Reliance Industries Ltd (RIL) on Friday rose for the third consecutive trading session, adding over Rs 1,00,000 crore to its market capitalisation (m-cap) in the process, as investors judged the recent correction as unjustified. A host of brokerages have come out with positive views and suggested targets in the range of Rs 1,400-1,600 for the most-valued stock on Dalal Street.
The RIL stock rose 3 per cent in Friday's trade and over 7 per cent in three sessions to Rs 1,244.85 level. In the process, its m-cap jumped Rs 1,15,431.14 crore to Rs 16,87,487 crore from Rs 15,72,056 crore on March 4. Yet, the stock is down 16 per cent in the past one year.
Despite steady December quarter results, the RIL stock was hit amid weak market conditions, accentuated by trade war threats.
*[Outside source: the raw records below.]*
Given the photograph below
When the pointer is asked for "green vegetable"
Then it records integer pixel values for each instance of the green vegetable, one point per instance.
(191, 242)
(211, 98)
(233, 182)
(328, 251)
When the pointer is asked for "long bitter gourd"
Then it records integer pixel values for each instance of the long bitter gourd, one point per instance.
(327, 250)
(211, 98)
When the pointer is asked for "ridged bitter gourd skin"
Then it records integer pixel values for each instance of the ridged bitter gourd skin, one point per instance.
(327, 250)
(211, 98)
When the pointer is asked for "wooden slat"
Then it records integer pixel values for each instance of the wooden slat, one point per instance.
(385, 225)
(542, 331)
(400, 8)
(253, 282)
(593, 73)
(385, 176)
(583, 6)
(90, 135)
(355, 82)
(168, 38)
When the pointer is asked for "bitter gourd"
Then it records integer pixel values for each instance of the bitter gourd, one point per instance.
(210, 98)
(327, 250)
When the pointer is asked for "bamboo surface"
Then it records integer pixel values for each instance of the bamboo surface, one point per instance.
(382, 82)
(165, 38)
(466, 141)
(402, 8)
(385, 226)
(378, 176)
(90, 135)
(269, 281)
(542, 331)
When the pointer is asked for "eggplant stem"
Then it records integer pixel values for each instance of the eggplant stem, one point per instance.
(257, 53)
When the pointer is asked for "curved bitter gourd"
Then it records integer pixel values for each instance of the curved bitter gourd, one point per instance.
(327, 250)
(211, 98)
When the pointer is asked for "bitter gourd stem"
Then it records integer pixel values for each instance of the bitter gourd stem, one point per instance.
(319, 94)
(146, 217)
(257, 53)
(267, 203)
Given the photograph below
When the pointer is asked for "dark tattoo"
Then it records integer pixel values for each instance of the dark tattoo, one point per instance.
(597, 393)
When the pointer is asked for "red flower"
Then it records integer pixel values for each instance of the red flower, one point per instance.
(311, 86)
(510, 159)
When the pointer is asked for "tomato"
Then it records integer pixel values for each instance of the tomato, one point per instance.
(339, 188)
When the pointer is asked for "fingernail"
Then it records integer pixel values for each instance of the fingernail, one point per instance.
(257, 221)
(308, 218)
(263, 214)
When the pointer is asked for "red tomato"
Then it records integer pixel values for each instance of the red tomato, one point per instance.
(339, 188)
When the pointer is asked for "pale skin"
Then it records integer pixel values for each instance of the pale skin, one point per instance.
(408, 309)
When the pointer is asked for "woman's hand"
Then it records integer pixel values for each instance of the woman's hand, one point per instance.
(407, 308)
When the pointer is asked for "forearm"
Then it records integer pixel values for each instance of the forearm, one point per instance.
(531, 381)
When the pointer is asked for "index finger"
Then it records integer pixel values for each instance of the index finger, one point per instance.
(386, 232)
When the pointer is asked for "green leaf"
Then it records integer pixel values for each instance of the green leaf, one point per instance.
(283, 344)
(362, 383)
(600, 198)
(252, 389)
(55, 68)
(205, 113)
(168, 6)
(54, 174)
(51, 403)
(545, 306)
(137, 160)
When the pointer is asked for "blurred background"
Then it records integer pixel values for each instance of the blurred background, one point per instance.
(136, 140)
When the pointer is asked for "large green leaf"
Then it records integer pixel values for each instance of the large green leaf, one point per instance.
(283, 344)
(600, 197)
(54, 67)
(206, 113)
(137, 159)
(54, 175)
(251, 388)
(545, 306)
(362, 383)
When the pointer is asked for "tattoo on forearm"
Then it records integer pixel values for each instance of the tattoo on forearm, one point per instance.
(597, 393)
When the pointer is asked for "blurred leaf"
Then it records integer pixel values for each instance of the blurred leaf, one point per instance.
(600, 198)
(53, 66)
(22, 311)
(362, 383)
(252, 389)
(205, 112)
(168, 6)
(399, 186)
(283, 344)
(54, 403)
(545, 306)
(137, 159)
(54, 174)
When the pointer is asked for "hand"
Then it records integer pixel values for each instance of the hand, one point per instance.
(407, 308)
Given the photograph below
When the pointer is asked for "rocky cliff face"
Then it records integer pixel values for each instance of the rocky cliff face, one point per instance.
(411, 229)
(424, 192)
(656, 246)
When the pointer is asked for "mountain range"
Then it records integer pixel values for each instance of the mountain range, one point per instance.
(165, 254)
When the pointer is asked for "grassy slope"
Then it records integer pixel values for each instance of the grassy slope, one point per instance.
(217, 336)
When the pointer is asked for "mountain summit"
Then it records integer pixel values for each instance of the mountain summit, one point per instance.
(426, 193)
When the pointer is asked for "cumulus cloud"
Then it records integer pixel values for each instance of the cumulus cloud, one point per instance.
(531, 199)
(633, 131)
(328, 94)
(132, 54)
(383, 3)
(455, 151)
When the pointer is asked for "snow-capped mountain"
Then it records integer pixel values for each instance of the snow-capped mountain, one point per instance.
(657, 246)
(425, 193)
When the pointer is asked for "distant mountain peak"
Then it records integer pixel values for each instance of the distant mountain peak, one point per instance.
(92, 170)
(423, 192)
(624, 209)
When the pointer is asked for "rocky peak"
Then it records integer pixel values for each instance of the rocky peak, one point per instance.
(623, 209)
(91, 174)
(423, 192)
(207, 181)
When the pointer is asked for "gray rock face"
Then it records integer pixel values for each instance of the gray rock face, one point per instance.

Though the petchem cycle, particularly, can be impacted by the trade wars, it has been muted for quite some time now, Emkay Global said.
"With refined oil and petchem import duties broadly tracking within a reasonable 0-5 per cent and 5-10 per cent range, respectively, RIL’s own petroleum exports to the US not being more than 5 per cent (with further trans-shipments) and 1.5mmtpa of ethane imports from the US by RIL, US tariff risk for the company’s O2C business is low," Emkay Global.
Kotak Institutional Equities said the RIL stock has significantly corrected -- 22 per cent in 12 months, mainly due to weak performance at Retail. It expects store-rationalization cycle to end soon.
"News flows on telecom business IPO timelines (and likely another tariff hike before that) can be a catalyst. Upgrade to BUY from ADD with an FV of Rs1,400 (Rs 1,435 earlier)," it said.
Jefferies retained its 'Buy' on RIL and fixed a target price of Rs 1,600. "RIL's underperformance to Nifty is due to a slowdown in Retail and subdued earnings in O2C and pessimism seems extreme with current marketcap implying $ 48 billion EV for Retail versus $ 106 billion in the last funding round," it said.
Emkay Global noted that FY25 has been slow (2 per cent expected Ebitda growth), impacted by O2C declining 10-15 per cent, Retail slowing to under 10 per cent from 25-30 per cent in FY24, and upstream normalizing from the sharp ramp-ups in earlier years.
"We hence take a conservative view on businesses carrying some uncertainty, namely Jio and Upstream, along with adjustments in the ‘below Ebitda’ line items, we cut RIL’s FY25-27 EPS by 6-13 per cent. Retail is however now set to retrace its double-digit growth trajectory in our view. Mar-26E target is down 8 per cent to Rs 1,450," it said.
Emkay said despite its conservative assumptions, RIL may see still se 10 per cent APAT CAGR during FY25-27E, with upside risks in O2C as well as Jio.